Monday morning. 7:30am. 8ºC. We’re (reluctantly – it’s cold) walking Rigby.
Past the property with the five barking dogs. Past the other property with the curious horse that often comes to the fence line to greet us. Past the border collie whose bark sounds more like a scream.
After 15 minutes, we turn around and walk back the way we came. Back to our delightful, warm house, to a hot coffee and breakfast… to start our week.
I really don’t want to be the kind of person that expresses themselves best when inebriated, but (of course there’s a but): at almost 1am, on the first day of June, after pre-dinner cocktails on an empty stomach followed by 4 hours of saying yes to everything recommended by our sommelier, I sat on the train home – very drunk – and downloaded the Instagram app. Minutes later, I posted a series of photos accompanied by a rambling caption, part of which felt like one of the truest things I’ve written or shared in a really long time:
For the longest time I wanted to pretend to be cool and relaxed and nonplussed about life and the world and I’m just… not? I’m scared and I’m happy and I’m grateful and I’m anxious and I’m horrified and I’m hopeful and I’m just… I’m everything! and I think that’s an appropriate reaction to the world and to my place in it.

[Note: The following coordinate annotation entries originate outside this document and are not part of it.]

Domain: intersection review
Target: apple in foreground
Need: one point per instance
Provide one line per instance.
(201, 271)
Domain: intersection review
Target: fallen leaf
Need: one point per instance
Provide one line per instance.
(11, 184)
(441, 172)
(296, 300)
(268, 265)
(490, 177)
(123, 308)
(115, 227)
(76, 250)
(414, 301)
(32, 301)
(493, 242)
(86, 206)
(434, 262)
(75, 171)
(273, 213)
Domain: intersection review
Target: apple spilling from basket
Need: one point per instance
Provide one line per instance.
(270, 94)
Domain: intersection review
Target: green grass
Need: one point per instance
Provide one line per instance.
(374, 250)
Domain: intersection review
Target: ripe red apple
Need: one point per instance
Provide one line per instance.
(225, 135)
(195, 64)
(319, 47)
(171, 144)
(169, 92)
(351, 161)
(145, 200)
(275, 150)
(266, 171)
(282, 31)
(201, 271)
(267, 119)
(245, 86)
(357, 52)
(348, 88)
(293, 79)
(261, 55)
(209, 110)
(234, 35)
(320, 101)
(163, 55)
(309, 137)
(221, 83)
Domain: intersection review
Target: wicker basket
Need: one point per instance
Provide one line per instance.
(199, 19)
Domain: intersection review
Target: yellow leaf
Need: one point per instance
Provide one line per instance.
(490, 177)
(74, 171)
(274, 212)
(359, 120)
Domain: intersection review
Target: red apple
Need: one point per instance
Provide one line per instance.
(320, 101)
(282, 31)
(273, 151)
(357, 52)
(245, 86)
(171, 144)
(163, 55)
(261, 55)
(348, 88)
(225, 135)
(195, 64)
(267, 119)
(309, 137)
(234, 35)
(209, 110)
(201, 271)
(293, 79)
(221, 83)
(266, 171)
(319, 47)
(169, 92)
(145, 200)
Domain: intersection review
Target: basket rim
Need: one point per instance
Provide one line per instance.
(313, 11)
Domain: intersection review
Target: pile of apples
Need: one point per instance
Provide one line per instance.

I’m not a cool or relaxed-about-life person, and I want to stop holding those attributes on a pedestal. I care about things. I feel things. I’m sensitive and easily hurt, but I’m also quick to experience joy and easily excited. I’m more regulated than I’ve ever been in my life (and that’s always going to be a work in progress), but I’ve given up on pretending that I don’t feel things strongly.
Being alive is kinda crazy, the world is beautiful and terrifying, and it’s all going to be over sooner than we think. I’m not going to try and hide my “toddler’s first time at Disneyland” energy anymore.
I still think about the Pacific Northwest a lot. I miss it in my bones. It’s a strange feeling to miss a place this much yet have no regrets about leaving it. I’m getting better at holding both feelings at once.
In our new area, there are a lot of white-winged choughs. At first glance, they look like crows, but with a splash of white in their wings. Unlike crows, they’re not very good at flying. They spend a lot of time on the ground foraging in groups, like a brood of chickens, but way cooler.
I call them goth chickens. I love them.